Israel’s airstrike on Nasser Hospital claimed the lives of (from left) Hussam al-Masri, Moaz Abu Taha and Abu Daqqa, in what was called a ‘deliberate targeting of journalists’ (Reuters/AFP/Getty/AP)

“Israel’s broadcasted killing of journalists in Gaza continues while the world watches and fails to act firmly on the most horrific attacks the press has ever faced in recent history,” said CPJ’s regional director Sara Qudah after Monday’s strike. “These murders must end now. The perpetrators must no longer be allowed to act with impunity.”

There are concerns the death toll among journalists will only rise as Netanyahu pushes ahead with plans to take Gaza City, which will also involve pushing the population south where Monday’s strike happened.

Abu Daqqa had worked with Independent Arabia since its inception in 2019 and freelanced with AP and Doctors Without Borders.
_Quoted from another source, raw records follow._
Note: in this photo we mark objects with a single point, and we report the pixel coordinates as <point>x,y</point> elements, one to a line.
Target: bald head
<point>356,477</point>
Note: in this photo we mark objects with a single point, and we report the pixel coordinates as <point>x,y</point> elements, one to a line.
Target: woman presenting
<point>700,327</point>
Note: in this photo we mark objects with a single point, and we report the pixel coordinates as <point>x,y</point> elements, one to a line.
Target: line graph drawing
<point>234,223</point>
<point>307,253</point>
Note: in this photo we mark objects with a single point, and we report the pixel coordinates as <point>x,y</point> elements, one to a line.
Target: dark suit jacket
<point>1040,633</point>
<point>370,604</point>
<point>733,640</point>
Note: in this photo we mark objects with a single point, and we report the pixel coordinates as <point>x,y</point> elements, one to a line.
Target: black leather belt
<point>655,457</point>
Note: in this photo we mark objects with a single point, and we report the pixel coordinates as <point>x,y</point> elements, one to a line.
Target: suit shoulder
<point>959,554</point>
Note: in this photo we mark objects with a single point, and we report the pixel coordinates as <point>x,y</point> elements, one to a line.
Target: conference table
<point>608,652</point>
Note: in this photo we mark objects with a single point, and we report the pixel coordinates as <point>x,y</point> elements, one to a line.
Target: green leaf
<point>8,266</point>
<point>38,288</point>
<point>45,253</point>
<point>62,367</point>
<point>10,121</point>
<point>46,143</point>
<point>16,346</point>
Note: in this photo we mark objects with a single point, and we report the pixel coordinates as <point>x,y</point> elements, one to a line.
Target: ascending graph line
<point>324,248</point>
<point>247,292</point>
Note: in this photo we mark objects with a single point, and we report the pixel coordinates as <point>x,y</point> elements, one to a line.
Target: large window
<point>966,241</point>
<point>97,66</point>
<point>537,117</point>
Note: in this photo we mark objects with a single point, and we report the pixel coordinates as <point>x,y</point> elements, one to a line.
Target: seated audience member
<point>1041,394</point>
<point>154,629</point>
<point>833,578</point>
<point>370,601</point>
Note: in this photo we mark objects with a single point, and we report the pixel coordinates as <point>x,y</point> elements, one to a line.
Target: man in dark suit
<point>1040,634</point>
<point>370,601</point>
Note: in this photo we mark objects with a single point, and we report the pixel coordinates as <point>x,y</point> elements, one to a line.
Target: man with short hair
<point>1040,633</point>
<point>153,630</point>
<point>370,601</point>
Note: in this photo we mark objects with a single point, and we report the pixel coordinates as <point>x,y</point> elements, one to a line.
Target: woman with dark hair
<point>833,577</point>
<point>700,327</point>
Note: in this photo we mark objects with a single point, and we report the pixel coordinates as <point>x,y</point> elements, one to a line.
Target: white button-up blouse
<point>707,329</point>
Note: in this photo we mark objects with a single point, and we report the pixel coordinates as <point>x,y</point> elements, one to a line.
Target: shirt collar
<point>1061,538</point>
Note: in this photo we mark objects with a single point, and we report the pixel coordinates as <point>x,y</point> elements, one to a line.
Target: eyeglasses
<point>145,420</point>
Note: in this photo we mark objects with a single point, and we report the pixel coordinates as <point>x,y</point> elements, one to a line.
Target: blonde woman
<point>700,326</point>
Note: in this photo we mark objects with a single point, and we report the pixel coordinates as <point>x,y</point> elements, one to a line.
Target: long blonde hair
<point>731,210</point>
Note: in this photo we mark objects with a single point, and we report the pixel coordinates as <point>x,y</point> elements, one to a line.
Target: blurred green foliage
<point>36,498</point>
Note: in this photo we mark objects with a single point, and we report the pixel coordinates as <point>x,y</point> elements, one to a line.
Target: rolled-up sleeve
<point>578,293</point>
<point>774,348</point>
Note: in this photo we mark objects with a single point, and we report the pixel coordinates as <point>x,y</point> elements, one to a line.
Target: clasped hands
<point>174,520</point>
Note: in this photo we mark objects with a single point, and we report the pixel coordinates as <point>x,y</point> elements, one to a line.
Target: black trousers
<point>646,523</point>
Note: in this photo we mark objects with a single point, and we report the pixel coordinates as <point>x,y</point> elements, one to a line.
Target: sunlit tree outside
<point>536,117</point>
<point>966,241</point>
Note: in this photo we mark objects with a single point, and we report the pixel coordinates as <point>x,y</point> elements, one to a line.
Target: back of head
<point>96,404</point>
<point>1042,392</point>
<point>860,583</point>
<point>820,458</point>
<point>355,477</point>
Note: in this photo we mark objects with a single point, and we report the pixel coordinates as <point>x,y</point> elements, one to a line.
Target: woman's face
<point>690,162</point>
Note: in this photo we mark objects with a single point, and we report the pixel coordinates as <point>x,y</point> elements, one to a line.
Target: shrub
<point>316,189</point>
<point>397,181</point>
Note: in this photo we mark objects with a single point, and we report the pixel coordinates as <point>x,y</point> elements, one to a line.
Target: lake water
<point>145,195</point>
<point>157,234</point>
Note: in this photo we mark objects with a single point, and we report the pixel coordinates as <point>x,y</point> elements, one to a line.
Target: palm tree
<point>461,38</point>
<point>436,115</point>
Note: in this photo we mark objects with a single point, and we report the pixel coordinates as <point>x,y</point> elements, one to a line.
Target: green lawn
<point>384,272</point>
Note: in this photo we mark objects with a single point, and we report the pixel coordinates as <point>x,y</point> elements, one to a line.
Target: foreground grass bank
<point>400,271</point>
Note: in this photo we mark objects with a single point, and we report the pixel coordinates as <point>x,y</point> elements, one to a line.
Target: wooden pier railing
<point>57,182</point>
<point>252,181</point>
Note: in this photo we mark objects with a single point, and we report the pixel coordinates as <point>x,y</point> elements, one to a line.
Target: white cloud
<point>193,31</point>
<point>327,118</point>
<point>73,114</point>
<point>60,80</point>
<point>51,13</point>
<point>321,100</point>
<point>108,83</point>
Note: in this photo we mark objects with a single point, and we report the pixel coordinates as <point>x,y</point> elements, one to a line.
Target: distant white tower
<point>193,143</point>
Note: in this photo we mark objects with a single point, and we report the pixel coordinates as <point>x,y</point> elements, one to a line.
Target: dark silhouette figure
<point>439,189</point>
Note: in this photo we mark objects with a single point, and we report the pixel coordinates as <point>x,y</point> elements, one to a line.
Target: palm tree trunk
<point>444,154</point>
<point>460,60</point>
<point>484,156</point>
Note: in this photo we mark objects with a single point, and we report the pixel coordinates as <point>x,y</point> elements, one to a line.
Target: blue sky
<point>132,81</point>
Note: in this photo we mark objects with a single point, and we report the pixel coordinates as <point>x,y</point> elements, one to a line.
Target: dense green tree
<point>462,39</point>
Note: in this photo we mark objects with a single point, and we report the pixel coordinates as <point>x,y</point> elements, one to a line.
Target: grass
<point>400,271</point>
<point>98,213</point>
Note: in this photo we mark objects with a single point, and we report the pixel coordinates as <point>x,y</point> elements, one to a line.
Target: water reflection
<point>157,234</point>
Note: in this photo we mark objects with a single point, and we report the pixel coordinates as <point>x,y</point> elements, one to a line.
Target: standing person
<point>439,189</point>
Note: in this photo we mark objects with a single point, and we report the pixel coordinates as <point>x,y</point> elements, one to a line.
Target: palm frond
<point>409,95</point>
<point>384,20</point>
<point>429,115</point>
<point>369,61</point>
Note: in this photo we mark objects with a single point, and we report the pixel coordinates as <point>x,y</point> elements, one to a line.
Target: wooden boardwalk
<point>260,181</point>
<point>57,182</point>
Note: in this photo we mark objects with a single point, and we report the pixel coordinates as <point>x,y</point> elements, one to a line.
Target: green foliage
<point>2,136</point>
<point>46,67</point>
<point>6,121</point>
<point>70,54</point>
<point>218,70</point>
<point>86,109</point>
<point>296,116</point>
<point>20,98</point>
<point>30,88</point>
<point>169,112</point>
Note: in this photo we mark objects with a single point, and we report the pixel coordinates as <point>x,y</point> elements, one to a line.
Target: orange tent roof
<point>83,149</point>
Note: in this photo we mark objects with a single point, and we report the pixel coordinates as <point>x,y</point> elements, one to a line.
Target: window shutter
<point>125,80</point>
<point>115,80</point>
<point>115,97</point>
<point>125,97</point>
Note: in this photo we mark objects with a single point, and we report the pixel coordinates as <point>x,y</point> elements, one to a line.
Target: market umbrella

MSF “denounced in the strongest possible terms” Israel’s deliberate targeting of journalists and health workers on Monday and said it was “heartbroken” by Mariam’s death.

“Maryam leaves behind a son who must now grow up without his mother,” said Jerome Grimaud, MSF emergency coordinator in Gaza.

“As Israel continues to shun international law, the only witnesses of their genocidal campaign are deliberately being targeted. It must stop now.”

‘This is a loss, not just for me, but for all of Gaza because she was so beloved,’ said Riyad Daqqa of his daughter Maryam (Supplied)

Abu Daqqa’s family told Independent Arabia she feared she might be killed as Israel had ramped up its attacks on reporters in Gaza, killing five journalists, including Al Jazeera’s star correspondent Anas al-Sharif, just two weeks ago in a targeted strike that Israel celebrated as a strike on a militant.

In fact, she had left a heartbreaking note in her tent with a friend for her son, whom she had made sure was evacuated to the UAE.

In the note, which was shared with The Independent, she told him to pray for her but “not to weep”.

“Make me proud,” she wrote, adding: “You are my love, my heart, my strength, my soul, and my son who lifts my head high with pride.”

Speaking to Independent Arabia after the bombing in Khan Younis, Abu Daqqa’s father Riyad, who had received a kidney from his daughter, said she was “beloved by everyone”.

“This is a loss, not just for me, but for all of Gaza because she was so beloved.”

Abu Daqqa’s friends told The Independent she had even turned down an opportunity to travel to the UAE to be with her son, as she wanted to keep documenting the war and looking after her parents.

Fellow reporter Mohammed Abu Shahma, from Khan Younis, said that along with donating her kidney to her father, she had desperately tried to get treatment for her mother, who died from cancer four months ago, as there was no way to secure proper care in Gaza.

“Maryam is known for being a neutral and professional journalist, whose goal is to convey both the image and the word.”

“She is remarkable,” he added, his voice cracking with emotion.

Reuters also mourned its loss, saying it was “devastated” to learn of the killing of its cameraman Al-Masri, and the injury of photographer Hatem Khaled, also a contractor who it has asked to be evacuated.

AP said it, too, was “shocked”.

“We are doing everything we can to keep our journalists in Gaza safe as they continue to provide crucial eyewitness reporting in difficult and dangerous conditions,” the agency said.

Al Jazeera said that the blood of its journalists killed just 10 days ago “has not yet dried” before another colleague was killed. “Despite relentless targeting, Al Jazeera remains resolute in providing live coverage ... with occupation authorities barring international media outlets from entering to report on the war.”

Ten Al Jazeera journalists have been killed by Israel in Gaza.